Les révélations faites par le Sunday Times du 1er juin ont confirmé les forts soupçons de corruption qui entouraient la désignation par la Fifa, Fédération Internationale de Football Association, en novembre 2010, du Qatar comme pays hôte de la coupe du monde 2022. Non seulement étonnante mais aussi aberrante, car ce petit pays de deux millions d’habitants a une superficie de 11.500 km2 et un championnat ridiculement modeste, qui est considéré comme la maison de retraite des joueurs professionnels des championnats européens, ainsi que des températures estivales qui dépassent régulièrement les 50°. Or l’édition de ce jour du Telegraph vient ajouter sa propre enquête à ce dossier particulièrement putride, en révélant que Michel Platini, ex-gloire de l’équipe de France de football et actuel président de l’Uefa, Union Européenne de Football Association, aurait joué un rôle non négligeable et trouble dans cette attribution.
En effet selon le quotidien britannique, en novembre 2010, quelques jours avant le vote déterminant de la Fifa, Michel Platini a eu un entretien, à Nyon au siège de l’Uefa, avec le très sulfureux et très controversé Mohamed Bin Hammam, président de la confédération du football qatari et ex-président de la Confédération Asiatique de Football, vainement candidat à la présidence de la Fifa en 2011 contre Sepp Blatter, et, surtout, suspendu à vie, en 2012, pour corruption active lors de cette même élection, lors de laquelle il a distribué des millions de livres sterling, de dollars et d’euros à tous ceux qui étaient en position de le faire élire.
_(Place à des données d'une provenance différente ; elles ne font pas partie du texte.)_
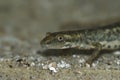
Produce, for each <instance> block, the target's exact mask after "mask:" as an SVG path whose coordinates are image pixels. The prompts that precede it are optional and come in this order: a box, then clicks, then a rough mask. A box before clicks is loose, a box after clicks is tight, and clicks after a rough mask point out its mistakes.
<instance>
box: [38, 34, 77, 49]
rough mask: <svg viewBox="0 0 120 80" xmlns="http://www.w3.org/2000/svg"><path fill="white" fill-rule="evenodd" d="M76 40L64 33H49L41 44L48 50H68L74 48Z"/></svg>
mask: <svg viewBox="0 0 120 80" xmlns="http://www.w3.org/2000/svg"><path fill="white" fill-rule="evenodd" d="M74 39H75V38H73V35H70V34H68V33H67V34H66V33H64V32H62V33H61V32H54V33H47V34H46V37H45V38H43V39H42V40H41V42H40V44H41V46H42V47H43V48H46V49H66V48H71V47H72V46H73V43H72V42H73V40H74Z"/></svg>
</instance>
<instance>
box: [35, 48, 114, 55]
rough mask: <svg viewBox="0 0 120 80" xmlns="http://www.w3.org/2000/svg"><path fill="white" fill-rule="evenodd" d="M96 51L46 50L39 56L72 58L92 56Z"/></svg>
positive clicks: (101, 54) (106, 50)
mask: <svg viewBox="0 0 120 80" xmlns="http://www.w3.org/2000/svg"><path fill="white" fill-rule="evenodd" d="M93 51H94V50H79V49H73V48H70V49H48V50H44V51H43V52H41V51H38V52H37V54H40V55H42V56H71V55H73V54H78V55H91V54H92V53H93ZM113 51H115V50H102V51H101V52H100V54H99V56H100V55H102V54H105V53H111V52H113Z"/></svg>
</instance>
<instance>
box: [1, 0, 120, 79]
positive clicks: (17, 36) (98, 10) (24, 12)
mask: <svg viewBox="0 0 120 80" xmlns="http://www.w3.org/2000/svg"><path fill="white" fill-rule="evenodd" d="M63 3H64V4H63ZM106 3H107V4H106ZM119 3H120V2H119V0H116V1H114V0H106V1H102V0H101V1H96V0H93V1H91V2H89V1H82V0H80V1H78V2H77V1H76V0H75V1H74V0H66V1H64V2H61V1H59V0H56V1H52V2H51V1H50V2H49V1H47V0H35V1H32V0H30V1H22V0H11V1H9V0H4V1H1V0H0V80H120V52H119V51H113V52H112V51H111V52H106V51H105V52H101V55H100V56H99V58H98V59H96V60H95V61H94V62H93V64H92V67H89V65H87V66H84V65H83V63H84V62H85V60H87V58H88V57H89V56H90V54H91V53H92V51H79V50H75V49H68V50H45V51H43V49H42V48H41V46H40V40H41V39H42V38H43V37H44V36H45V33H46V32H54V31H60V30H66V29H67V30H68V29H75V28H76V29H78V28H84V27H85V26H87V27H89V26H90V25H91V26H92V25H94V26H97V25H103V24H108V23H113V22H115V21H119V20H120V18H119V16H120V15H119V14H120V11H119V6H120V5H119ZM101 5H102V6H101ZM111 5H112V6H111ZM72 22H73V24H71V23H72ZM88 23H89V24H88ZM92 23H93V24H92ZM74 24H75V25H74ZM78 24H80V26H79V25H78ZM66 25H68V26H66ZM70 25H72V26H70ZM84 25H85V26H84ZM92 27H93V26H92Z"/></svg>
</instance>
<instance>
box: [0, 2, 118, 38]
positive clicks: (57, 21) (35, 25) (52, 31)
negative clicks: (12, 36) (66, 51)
mask: <svg viewBox="0 0 120 80" xmlns="http://www.w3.org/2000/svg"><path fill="white" fill-rule="evenodd" d="M119 9H120V0H0V32H1V33H2V32H5V34H8V35H15V36H16V35H17V36H18V35H19V36H22V37H23V38H28V37H40V35H43V34H45V33H46V32H54V31H59V30H67V29H75V28H79V27H78V26H79V25H82V26H81V27H84V25H85V26H90V25H101V24H102V25H103V24H108V23H113V22H116V21H118V20H119V19H120V10H119ZM71 25H72V26H71ZM65 26H66V27H65Z"/></svg>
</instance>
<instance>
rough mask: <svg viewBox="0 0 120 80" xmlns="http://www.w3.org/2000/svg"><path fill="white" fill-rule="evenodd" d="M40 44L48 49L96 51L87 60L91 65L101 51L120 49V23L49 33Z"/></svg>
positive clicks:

On voit que si Platini est intransigeant quant à l’introduction de la vidéo pour aider les arbitres de football, ajout technologique que le rugby vit très bien désormais, il semble beaucoup plus souple dans les rendez-vous qu’il accorde.
A partir de novembre 2010 plusieurs faits irréfutables surgissent dans l’enquête du Telegraph. Quelques jours après son entretien avec son nouvel ami peu recommandable, Platini est reçu à l’Elysée par Sarkozy avec le dit Mohamed Bin Hammam. La semaine suivante la Fifa, sous l'influence de Platini, vote en faveur du Qatar, ce qui rendra fou de rage Bill Clinton, qui était venu soutenir la candidature des Etats-Unis et qui comprend immédiatement qu’il y a eu corruption. Le Telegraph précise qu’en rentrant dans sa chambre d’hôtel à Zurich, l’ancien président américain a passé sa colère sur un miroir. Le hasard continue à très bien faire les choses, puisque dix mois plus tard le Qatar investit dans le Paris Saint-Germain et un an après la rencontre Platini/Bin Hammam, le fils de Platini, Laurent, devient directeur général de Burrda, une entreprise qatari d’articles de sports. Les révélations du Telegraph ont semé la stupeur au sein du comité exécutif de l’Uefa et de la Fifa, ce qui prouve que le nombre de naïfs et de comédiens dans ces deux instances n’est pas négligeable.
Le premier ministre britannique, David Cameron, qui est politiquement au fond du trou actuellement, et son vice-premier ministre, Nick Clegg, qui, lui, est bien en deçà du fond du trou, ont sauté sur l’occasion pour tenter de redorer leur blason respectif et pour demander que cette attribution soit reconsidérée, ainsi que la désignation de la coupe du monde 2018, qui a eu lieu le même jour en 2010 et qui a été accordée à la Russie et pour laquelle l’Angleterre était candidate…Le leader conservateur et le chef de file de ce qui reste des LibDems s’engagent sur un chemin tortueux, car personne n’a oublié dans quelles conditions, aussi douteuses que rocambolesques, Londres avait battu Paris sur le fil, et au prix de nombreuses interventions spécieuses en coulisses de Tony Blair, pour l’organisation des JO de 2012. A ce stade de l’enquête journalistique on voit mal comment Platini pourrait s’en sortir indemne et comment ses ambitions pour succéder à Blatter pourraient ne pas être anéanties. On voit surtout très mal comment le choix du Qatar pour 2022 ne serait pas voué à l’annulation, d’autant que chacun sait, depuis les premières enquêtes du Guardian, que les ouvriers des chantiers de construction sont traités comme des esclaves.